Researchers at the University of Birmingham and the Indian Institute of Technology (IITD) in Delhi have completed a preliminary simulation study of road accidents in India.
Research Fellow Dr. Ali Hassan, a crash analyst in the University of Birmingham’s School of Civil Engineering is working with Prof. Anoop Chawla, of the IITD, on the project.
Dr. Hassan and Prof. Chawla carried out a preliminary simulation study of head injuries to drivers in passenger cars involved in frontal impacts. They are now validating this model by using data from real world passenger car collisions.
Road accidents have been the focus of a pioneering research partnership between Birmingham and New Delhi since 2007.
Over the past two years, researchers have been exploring biomechanics of road traffic injury - for example, how speed, force and the way people move during an accident affect the outcome.
A study to simulate a pedestrian collision with a passenger has also been completed by a post graduate student.
The Birmingham Automotive Safety Centre, based at the University has more than 40 years’ experience in traffic accident investigation and analysis and is particularly strong in the study of passenger car collisions. The IITD is active in accident data collection, analysis and simulation in biomechanical testing – which it carries out with the All India Institute of Medical Sciences in Delhi.

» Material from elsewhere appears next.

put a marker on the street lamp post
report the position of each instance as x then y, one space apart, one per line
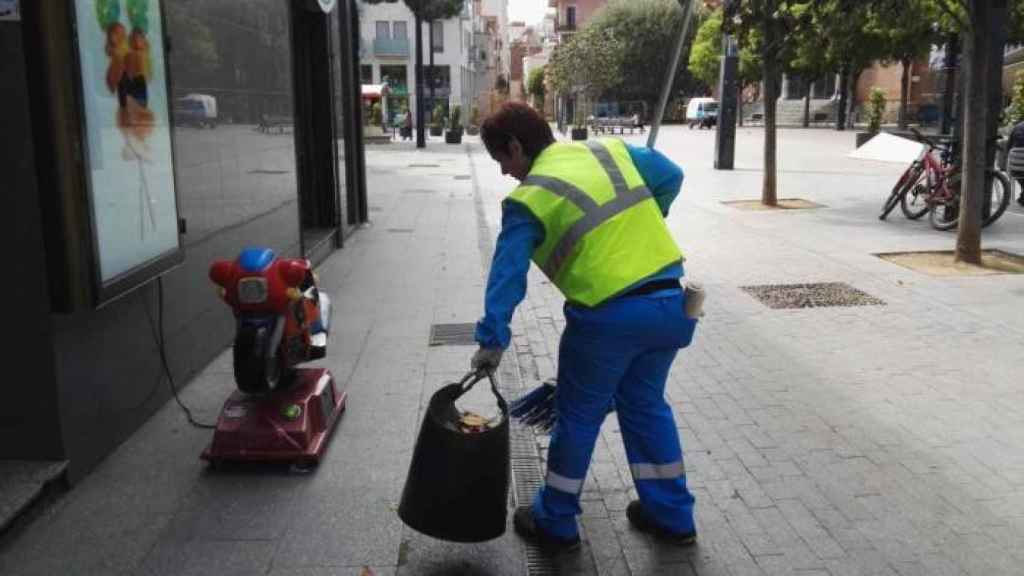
725 134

“The outcome of this exercise will therefore be beneficial for both centres,” says Dr. Ali Hassan. “The UK, meanwhile, will improve its knowledge of motorcycle and pedestrian accidents, which are much more common in India and are starting to become a significant factor in the UK.”
“We hope the data we obtain will bring about greater understanding of accident and injury,” adds Prof. Chawla. “While gaining greater knowledge about how and why road accident injuries occur, we hope to develop new safety measures.”
The project is funded by the UK India Education Research Initiative (UKIERI).